Penguins break losing streak, beat Predators, 4-1

The to-do list might not have been spelled out on one of the Penguins' many dry-erase boards, but the items were pretty obvious.

They addressed a good number of them, too, in a 4-1 win against the Nashville Predators Friday night at Consol Energy Center.

"We did check off a bunch of things," coach Dan Bylsma said.

In essentially descending order of importance, they:

• Won a game, ending a three-game slide.

• Scored more than one goal, something they hadn't done in any of those three losses. In fact, their four goals were one more than their total from that streak.

• Scored three even-strength goals after getting none the previous three games.

• Got a goal from top-line right winger Pascal Dupuis, who ended a 12-game drought when he tied the score, 1-1, at 12:36 of the first period.

"It felt good," said Dupuis, who scored off of a faceoff play, a goal that started to turn the game in the Penguins' direction, although Dupuis thought the go-ahead goal is what really set the tone.

That capped a power play when James Neal, in front of Nashville goaltender Marek Mazanec, tipped in a hard shot from the center point by Evgeni Malkin for a 2-1 Penguins lead at 15:56 of the first period. Chris Kunitz also was in front of the net, screening Mazanec.

Sidney Crosby's pass to Malkin from the right side earned him an assist that gave him 25 points and sole possession of the NHL scoring lead.

"They got what we talked about -- a greasy goal. Two guys there screening him, and [Neal] gets the tip-in," Dupuis said.

The Penguins got second-period goals from Kris Letang and Brandon Sutter to pull away.

"I thought in the second [period] we really took over the game, shift after shift," Bylsma said.

One item not addressed was Malkin's goal-less streak. It reached 12 games, but he had two assists to run his streak of games with at least one assist to six and his season point total to 18 in 19 games.

"I don't think we'd be talking about it if we were winning games," Malkin's linemate, Neal, said. "When you start losing a bit, you're going to start pointing fingers. I think if you saw the way he's going to the net, the plays he's making and his passes are right on.

"Just because he hasn't scored for a few games doesn't mean he's not playing well. He's flying out there. He's making great plays. I think you underestimate his vision and how good his passing is."

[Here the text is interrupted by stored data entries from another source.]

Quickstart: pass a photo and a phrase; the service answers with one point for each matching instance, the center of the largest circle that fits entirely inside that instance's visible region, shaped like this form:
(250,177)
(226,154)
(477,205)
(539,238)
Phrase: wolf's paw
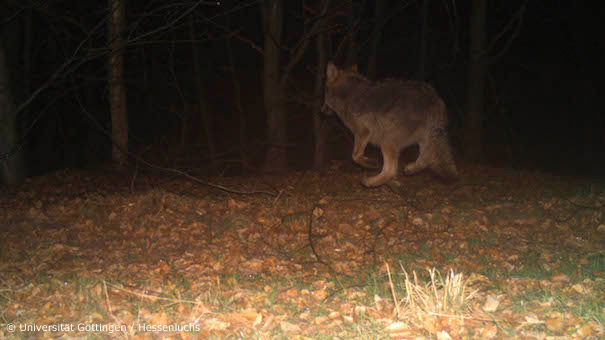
(368,182)
(411,169)
(394,184)
(367,162)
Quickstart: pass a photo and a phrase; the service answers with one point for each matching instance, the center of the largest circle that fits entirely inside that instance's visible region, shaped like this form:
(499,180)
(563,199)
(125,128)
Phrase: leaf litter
(500,254)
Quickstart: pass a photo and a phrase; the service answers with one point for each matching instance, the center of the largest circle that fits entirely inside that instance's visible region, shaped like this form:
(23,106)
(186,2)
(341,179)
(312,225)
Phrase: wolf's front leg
(390,159)
(362,137)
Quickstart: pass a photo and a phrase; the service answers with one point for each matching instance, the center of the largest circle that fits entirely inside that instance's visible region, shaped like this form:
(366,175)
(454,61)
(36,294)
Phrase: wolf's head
(338,82)
(335,76)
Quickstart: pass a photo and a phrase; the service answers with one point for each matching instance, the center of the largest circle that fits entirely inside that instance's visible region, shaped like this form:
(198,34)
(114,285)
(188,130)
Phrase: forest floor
(500,254)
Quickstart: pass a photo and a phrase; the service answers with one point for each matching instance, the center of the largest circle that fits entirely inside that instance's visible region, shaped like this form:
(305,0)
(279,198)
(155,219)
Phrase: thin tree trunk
(237,100)
(476,81)
(11,154)
(351,56)
(197,75)
(378,22)
(424,34)
(275,158)
(117,91)
(318,129)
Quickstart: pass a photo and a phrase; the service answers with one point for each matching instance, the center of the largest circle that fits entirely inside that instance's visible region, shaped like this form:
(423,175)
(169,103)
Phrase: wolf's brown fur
(392,114)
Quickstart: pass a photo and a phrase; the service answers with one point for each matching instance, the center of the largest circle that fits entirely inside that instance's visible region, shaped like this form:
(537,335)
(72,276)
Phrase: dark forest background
(193,76)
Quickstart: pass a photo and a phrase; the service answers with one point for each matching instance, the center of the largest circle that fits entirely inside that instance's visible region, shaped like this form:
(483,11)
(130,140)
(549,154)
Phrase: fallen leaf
(491,303)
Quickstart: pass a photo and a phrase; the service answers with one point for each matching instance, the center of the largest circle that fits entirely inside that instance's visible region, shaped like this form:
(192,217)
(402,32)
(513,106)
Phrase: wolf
(391,114)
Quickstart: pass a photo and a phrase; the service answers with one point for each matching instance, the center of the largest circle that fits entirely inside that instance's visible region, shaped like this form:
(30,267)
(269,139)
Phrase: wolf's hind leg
(390,157)
(362,137)
(422,162)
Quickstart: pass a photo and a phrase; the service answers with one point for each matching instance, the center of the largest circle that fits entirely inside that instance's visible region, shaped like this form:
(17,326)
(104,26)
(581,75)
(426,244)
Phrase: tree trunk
(11,152)
(273,95)
(424,34)
(476,81)
(351,56)
(378,22)
(318,128)
(202,97)
(237,100)
(117,91)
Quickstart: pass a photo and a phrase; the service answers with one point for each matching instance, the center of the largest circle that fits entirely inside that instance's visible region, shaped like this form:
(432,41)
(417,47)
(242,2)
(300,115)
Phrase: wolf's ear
(331,72)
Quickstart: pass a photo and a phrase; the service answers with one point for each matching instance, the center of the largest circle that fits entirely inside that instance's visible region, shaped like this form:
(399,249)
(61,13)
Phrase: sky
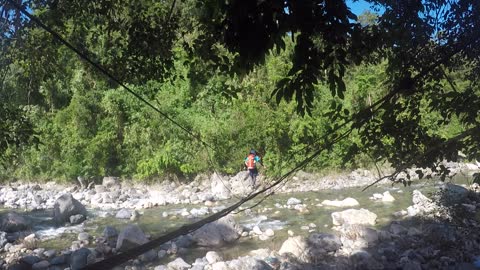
(358,7)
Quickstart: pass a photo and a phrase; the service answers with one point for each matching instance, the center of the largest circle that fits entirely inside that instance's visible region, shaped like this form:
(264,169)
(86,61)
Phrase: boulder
(355,237)
(213,257)
(124,214)
(247,263)
(297,246)
(3,239)
(110,181)
(347,202)
(219,187)
(354,216)
(77,219)
(324,242)
(421,204)
(178,264)
(293,201)
(387,197)
(217,233)
(65,207)
(13,222)
(131,236)
(79,258)
(454,193)
(241,183)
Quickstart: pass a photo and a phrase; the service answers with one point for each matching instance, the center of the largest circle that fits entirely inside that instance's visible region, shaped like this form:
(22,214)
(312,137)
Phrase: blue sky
(358,7)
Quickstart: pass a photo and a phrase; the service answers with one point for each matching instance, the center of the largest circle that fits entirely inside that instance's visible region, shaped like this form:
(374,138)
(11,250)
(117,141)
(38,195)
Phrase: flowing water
(266,215)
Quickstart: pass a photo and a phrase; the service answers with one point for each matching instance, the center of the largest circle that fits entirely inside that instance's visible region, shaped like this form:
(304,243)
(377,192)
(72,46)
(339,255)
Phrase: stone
(213,257)
(397,229)
(83,236)
(217,233)
(347,202)
(355,237)
(161,254)
(42,265)
(354,216)
(219,187)
(178,264)
(130,237)
(30,259)
(13,222)
(66,206)
(3,239)
(269,232)
(77,219)
(387,197)
(148,256)
(454,193)
(297,246)
(79,258)
(421,204)
(257,230)
(293,201)
(110,181)
(324,241)
(220,266)
(124,214)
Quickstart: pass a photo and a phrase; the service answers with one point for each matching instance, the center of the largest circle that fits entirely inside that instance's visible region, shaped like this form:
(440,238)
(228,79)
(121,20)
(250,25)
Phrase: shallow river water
(266,215)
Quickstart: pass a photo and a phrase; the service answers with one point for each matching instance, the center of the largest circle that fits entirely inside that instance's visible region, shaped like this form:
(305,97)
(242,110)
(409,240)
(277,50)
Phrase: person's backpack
(251,161)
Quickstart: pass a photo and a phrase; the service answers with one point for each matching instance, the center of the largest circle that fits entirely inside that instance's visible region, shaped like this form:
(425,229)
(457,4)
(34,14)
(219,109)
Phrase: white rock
(213,257)
(269,232)
(293,201)
(347,202)
(387,197)
(296,245)
(257,230)
(354,216)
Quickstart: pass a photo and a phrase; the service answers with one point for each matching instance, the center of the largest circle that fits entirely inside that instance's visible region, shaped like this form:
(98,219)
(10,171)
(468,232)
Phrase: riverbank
(131,204)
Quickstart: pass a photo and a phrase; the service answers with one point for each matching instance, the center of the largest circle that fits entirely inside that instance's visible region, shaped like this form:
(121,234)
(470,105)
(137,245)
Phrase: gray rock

Another area of concern for the Penguins still dogged them early, when they turned the puck over several times.

"Probably the first six minutes of the game, they carried [the play]," Bylsma said of the Predators, who were pressing for a win as they finished a seven-game road trip and, like the Penguins, had lost three games in a row.

"They are a hard forechecking team, and they certainly did that -- they came pretty hard at us," Bylsma said. "They ended up getting the lead in the game, but, after that, I thought our team played extremely well.

"To hold a team below 20 shots in a game, you're not giving up much, either."

Nashville got 18 shots, and Penguins goaltender Marc-Andre Fleury stopped 17 of them for his 11th win.

The only one that eluded him took a circuitous route.

A shot by defenseman Kevin Klein from the right point glanced off of the stick of Malkin, off the skate of Penguins defenseman Olli Maatta, somewhere off Predators winger Gabriel Bourque and under Fleury's pads for a 1-0 lead at 2:28 of the first period.

Bourque was credited with the goal.

"I saw the replay when they showed it in slow-mo," Fleury said. "It was crazy, just ding-ding-ding."

On the Dupuis goal, Sutter won a faceoff to Mazanec's right and got the puck to Matt D'Agostini, who fed Dupuis. The assist was D'Agostini's first point in a Penguins uniform.

Neal's goal was his first in his injury-shortened season.

Letang pinched in and converted a feed from Malkin, who was behind the net, for a 3-1 lead at 7:58 of the second period.